Bescheidbeschwerde – Einzel – Erkenntnis des BFG vom 23.05.2017, RV/7102061/2017

Geschäftsführerhaftung: Behauptung der völligen Mittellosigkeit.

Rechtssätze

Keine Rechtssätze vorhanden

Entscheidungstext

IM NAMEN DER REPUBLIK

Das Bundesfinanzgericht hat durch den Richter R. in der Beschwerdesache A.B., Adresse1, vertreten durch Rechtsanwalt Dr. Michael Zerobin, Herzog Leopold-Straße 2, 2700 Wiener Neustadt, über die Beschwerde vom 06.02.2017 gegen den Bescheid der belangten Behörde Finanzamt Wien 3/6/7/11/15 Schwechat Gerasdorf vom 27.12.2016 betreffend Haftung gemäß §§ 9 und 80 BAO zu Recht erkannt: 

Die Beschwerde wird gemäß § 279 BAO als unbegründet abgewiesen.

Der angefochtene Bescheid bleibt unverändert.
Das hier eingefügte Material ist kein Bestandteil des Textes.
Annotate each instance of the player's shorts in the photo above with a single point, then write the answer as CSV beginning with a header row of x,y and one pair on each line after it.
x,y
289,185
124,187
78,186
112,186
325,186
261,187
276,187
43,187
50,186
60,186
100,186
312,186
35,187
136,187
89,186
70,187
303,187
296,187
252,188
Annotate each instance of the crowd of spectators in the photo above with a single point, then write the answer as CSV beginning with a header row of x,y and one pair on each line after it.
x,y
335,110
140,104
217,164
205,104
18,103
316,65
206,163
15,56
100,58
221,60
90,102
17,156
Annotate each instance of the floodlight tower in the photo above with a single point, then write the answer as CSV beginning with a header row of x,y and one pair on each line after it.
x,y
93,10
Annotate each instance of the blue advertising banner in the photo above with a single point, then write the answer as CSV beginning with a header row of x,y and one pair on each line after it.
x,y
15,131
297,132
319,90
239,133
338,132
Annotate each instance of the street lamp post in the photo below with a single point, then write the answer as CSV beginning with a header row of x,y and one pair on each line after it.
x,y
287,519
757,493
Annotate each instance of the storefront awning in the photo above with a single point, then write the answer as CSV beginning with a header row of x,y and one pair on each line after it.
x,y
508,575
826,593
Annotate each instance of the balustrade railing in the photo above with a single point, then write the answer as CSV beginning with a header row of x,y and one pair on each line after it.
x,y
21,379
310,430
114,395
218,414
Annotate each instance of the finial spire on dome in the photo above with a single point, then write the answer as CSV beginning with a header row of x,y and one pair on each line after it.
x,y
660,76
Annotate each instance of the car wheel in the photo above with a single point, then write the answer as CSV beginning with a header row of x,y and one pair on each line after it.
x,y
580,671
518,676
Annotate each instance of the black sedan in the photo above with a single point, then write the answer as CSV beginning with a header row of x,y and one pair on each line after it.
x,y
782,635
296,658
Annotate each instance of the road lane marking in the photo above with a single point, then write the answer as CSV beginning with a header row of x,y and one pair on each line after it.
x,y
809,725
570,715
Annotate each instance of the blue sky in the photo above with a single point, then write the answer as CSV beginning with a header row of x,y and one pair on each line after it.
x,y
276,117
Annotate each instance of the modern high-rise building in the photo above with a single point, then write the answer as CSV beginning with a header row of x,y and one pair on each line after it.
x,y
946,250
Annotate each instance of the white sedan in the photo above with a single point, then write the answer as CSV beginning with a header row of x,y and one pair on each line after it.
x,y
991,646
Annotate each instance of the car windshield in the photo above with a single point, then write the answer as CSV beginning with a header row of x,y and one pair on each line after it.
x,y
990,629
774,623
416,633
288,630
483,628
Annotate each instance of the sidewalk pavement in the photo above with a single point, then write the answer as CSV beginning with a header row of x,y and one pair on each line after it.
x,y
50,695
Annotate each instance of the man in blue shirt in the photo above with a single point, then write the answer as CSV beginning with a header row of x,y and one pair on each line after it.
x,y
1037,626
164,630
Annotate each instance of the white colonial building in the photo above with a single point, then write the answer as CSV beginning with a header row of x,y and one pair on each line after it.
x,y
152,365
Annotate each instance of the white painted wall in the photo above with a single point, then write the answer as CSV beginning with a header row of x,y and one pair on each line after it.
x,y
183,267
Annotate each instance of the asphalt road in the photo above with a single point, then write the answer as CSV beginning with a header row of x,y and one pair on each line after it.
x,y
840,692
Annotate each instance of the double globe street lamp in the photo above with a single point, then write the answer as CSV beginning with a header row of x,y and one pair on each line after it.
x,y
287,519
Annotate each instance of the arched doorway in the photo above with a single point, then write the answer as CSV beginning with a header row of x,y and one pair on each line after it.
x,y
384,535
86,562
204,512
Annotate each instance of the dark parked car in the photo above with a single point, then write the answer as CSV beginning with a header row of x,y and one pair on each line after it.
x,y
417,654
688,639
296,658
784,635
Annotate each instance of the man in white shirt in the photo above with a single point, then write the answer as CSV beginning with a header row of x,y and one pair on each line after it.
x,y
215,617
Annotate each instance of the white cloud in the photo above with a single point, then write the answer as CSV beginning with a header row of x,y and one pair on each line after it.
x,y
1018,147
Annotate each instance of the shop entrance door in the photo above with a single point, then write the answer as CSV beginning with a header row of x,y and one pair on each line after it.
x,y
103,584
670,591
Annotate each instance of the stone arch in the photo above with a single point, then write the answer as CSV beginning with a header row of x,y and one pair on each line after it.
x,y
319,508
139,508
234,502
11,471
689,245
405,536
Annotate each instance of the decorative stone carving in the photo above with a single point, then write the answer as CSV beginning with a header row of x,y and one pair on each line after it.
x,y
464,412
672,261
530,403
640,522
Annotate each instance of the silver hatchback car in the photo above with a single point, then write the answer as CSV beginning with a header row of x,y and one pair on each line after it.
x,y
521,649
Gegen dieses Erkenntnis ist eine Revision an den Verwaltungsgerichtshof nach Art. 133 Abs. 4 Bundes-Verfassungsgesetz (B-VG) nicht zulässig.

Entscheidungsgründe

Mit Beschluss des Handelsgerichtes Wien vom Datum2 wurde über das Vermögen der XY GmbH der Konkurs eröffnet, der mit Beschluss des Gerichtes vom Datum3 nach Schlussverteilung aufgehoben wurde.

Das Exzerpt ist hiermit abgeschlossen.